TRI-MODEL AUDIO SEGMENTATION
Apparatus, methods, and machine readable media that segment audio streams based upon application of three models to the audio stream are disclosed. One method includes extracting audio features from an audio stream and identifying a set of candidate change points between segments of the audio stream based upon the extracted audio features. The method further includes discarding a candidate change point between a first segment and a second segment in response to determining that a single multivariate Gaussian model represents the extracted audio features of the first segment and the second segment better than a first multivariate Gaussian model represents the extracted audio features of the first segment and a second multivariate Gaussian model represents the extracted audio features of the second segment.
Audio segmentation, often called acoustic change detection, partitions an audio stream into homogenous segments by detecting changes of speaker identity, acoustic class or environmental condition. Audio segmentation may be used in audio clustering and classification as well as speaker clustering and tracking. Thus, audio segmentation plays a role in various applications such as multimedia indexing, spoken document retrieval and speech recognition.
Current approaches of audio segmentation may be categorized into two major groups: a model based approach and a metric based approach. The model based approach initializes a set of models for different acoustic classes from training corpus to classify the input audio stream so as to locate the changes. However, in many cases, the pre-knowledge of speakers and acoustic classes are often not available. Therefore, unsupervised metric-based approaches are desirable in many applications. In a metric-based approach, changes are determined by threshold on the basis of a distance computation for the input audio stream. Most of the distance measures come from statistical modeling framework, e.g. Kullback-Leibler (KL) distance, generalized likelihood ratio and Bayesian Information Criterion (BIC).

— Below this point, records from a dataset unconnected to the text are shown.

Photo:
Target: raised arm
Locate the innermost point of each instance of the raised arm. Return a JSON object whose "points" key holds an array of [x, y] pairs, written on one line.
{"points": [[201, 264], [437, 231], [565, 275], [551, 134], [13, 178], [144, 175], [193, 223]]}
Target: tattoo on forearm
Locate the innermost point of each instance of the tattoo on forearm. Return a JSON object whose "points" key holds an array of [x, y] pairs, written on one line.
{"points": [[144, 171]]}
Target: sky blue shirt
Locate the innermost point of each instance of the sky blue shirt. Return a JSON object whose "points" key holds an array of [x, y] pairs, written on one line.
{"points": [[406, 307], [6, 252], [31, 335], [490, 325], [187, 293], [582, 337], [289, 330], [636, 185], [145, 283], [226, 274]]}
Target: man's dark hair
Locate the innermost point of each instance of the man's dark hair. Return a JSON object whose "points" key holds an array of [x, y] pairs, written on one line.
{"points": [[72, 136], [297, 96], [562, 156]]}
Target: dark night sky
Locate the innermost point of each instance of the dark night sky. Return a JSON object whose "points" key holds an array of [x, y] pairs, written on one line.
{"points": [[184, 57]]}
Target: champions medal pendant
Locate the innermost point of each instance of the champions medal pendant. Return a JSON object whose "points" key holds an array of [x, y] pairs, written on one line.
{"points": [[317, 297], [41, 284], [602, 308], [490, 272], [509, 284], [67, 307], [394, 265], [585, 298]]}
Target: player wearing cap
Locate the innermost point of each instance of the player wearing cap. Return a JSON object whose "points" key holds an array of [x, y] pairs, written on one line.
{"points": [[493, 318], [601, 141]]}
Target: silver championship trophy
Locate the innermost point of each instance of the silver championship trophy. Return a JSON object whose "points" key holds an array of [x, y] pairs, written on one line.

The invention described herein is illustrated by way of example and not by way of limitation in the accompanying figures. For simplicity and clarity of illustration, elements illustrated in the figures are not necessarily drawn to scale. For example, the dimensions of some elements may be exaggerated relative to other elements for clarity. Further, where considered appropriate, reference labels have been repeated among the figures to indicate corresponding or analogous elements.
While the concepts of the present disclosure are susceptible to various modifications and alternative forms, specific exemplary embodiments thereof have been shown by way of example in the drawings and will herein be described in detail. It should be understood, however, that there is no intent to limit the concepts of the present disclosure to the particular forms disclosed, but on the contrary, the intention is to cover all modifications, equivalents, and alternatives falling within the spirit and scope of the invention as defined by the appended claims.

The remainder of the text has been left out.